Before signing up to yet another AI product, ask yourself and your engineers to detail the issue they are hoping to solve. What is the exact problem with your current approach to test case identification and creation, that leads you to believe that AI is the ideal solution?

Why AI-generated tests are often irrelevant

What many do not realise is that without an understanding of your context, AI crafted tests can actually create more work, not less. Consider that the following could be partially or completely missing from all of your tests:

  • What is critical to the business
  • Which users matter most
  • What failure looks like in production
  • What has changed recently
  • What is likely to break
  • What would cause the most user pain (or refunds)

Without the context, an AI model can generate thousands of tests and most will be technically valid, but strategically they are almost useless. You end up with:

  • Lots of permutations
  • Little clarity
  • And a false sense of “coverage”

An engineer will need to spend time and effort reviewing hundreds, possibly thousands of tests to insert this context, time that may have been better spent simply writing the tests from scratch themselves.
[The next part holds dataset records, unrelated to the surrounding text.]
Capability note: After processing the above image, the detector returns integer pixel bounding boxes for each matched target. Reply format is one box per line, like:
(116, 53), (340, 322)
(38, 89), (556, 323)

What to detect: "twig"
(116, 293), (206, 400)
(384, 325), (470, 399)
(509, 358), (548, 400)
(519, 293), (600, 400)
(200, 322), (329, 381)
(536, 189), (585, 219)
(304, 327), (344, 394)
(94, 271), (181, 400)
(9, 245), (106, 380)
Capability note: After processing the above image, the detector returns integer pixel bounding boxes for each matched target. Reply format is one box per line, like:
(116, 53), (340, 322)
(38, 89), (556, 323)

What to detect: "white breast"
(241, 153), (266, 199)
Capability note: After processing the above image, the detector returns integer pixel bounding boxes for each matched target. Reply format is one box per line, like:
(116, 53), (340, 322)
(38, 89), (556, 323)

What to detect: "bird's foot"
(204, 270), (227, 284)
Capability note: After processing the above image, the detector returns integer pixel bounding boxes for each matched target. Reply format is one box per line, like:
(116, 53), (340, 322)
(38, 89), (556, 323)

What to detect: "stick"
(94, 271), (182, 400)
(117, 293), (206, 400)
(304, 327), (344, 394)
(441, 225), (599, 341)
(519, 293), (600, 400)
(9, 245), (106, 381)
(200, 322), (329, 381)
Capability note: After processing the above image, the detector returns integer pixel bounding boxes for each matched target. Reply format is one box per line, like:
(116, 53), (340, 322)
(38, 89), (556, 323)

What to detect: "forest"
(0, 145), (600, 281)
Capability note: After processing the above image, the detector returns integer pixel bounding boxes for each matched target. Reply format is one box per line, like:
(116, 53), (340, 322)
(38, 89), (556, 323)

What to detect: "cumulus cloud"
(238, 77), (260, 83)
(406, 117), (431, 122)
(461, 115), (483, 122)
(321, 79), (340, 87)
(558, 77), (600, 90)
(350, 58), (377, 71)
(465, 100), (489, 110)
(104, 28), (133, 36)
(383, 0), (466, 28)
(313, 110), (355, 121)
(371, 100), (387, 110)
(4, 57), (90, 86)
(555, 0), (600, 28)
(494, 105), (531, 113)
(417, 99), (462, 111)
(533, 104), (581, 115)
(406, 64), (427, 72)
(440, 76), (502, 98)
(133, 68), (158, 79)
The missing ingredient: asking the right questions

This is where the Q11 Method comes into its own. Risk cannot be understood and balanced without context, and context comes from asking the right questions. Answering the Q11 questions forces clarity around:

  • Correct vs incorrect usage
  • Permissions on who can/can’t do it
  • Pre-conditions, states and timing dependencies
  • End to end system behaviour and dependencies
  • Minimum and maximum system behaviour and limitations

With these answers you will be able to easily identify what will have the largest impact if it fails, what is most valuable to users and most importantly, what should be tested first.

The ideal workflow: Q11 → then AI

We are biased, but we believe that the key to getting the best out of your chosen AI tool is to start with the Q11 Method. With our own Q11 AI this is baked right into the user flow, as you can provide your answers to the Q11 while ordering your test plan package. Q11 AI utilises the inputs submitted for the Q11 and applies a custom algorithm based on our 20+ years of testing experience, to produce a highly targeted selection of test scenarios.

Q11 AI is also a great solution for Founders and Product Managers in the pre-development stage, trying to identify or detail potential functionality for a new product.

Regardless of which AI tool you use, the most important thing is to use AI solutions as power tools, not autopilots. Here is a simple tip and an AI prompt to get the most out of the Q11 Method and AI:

  1. Run the Q11 Method on the feature to detail the context + risk cues
  2. Feed the Q11 answers into ChatGPT/Gemini and ask:
    • “Generate the top 10 test scenarios that cover the highest risk areas based on this context.”
    • “Group them into: must-run (Tier 1), should-run (Tier 2), nice-to-have (Tier 3).”
    • “Highlight the 3 scenarios most likely to identify user-visible failures.”

It will not be perfect, but now you are starting to get quality from the AI, not just quantity. And if you want to go one step further and get fully targeted scenarios, a detailed plan and more, then use Q11 AI to take things to the next level.

The Punchline

Captain Picard, “Make it so.”

If your goal is just a big bucket of tests, AI can definitely make it. But the goal of testing should be product quality, and that is still a hands-on job.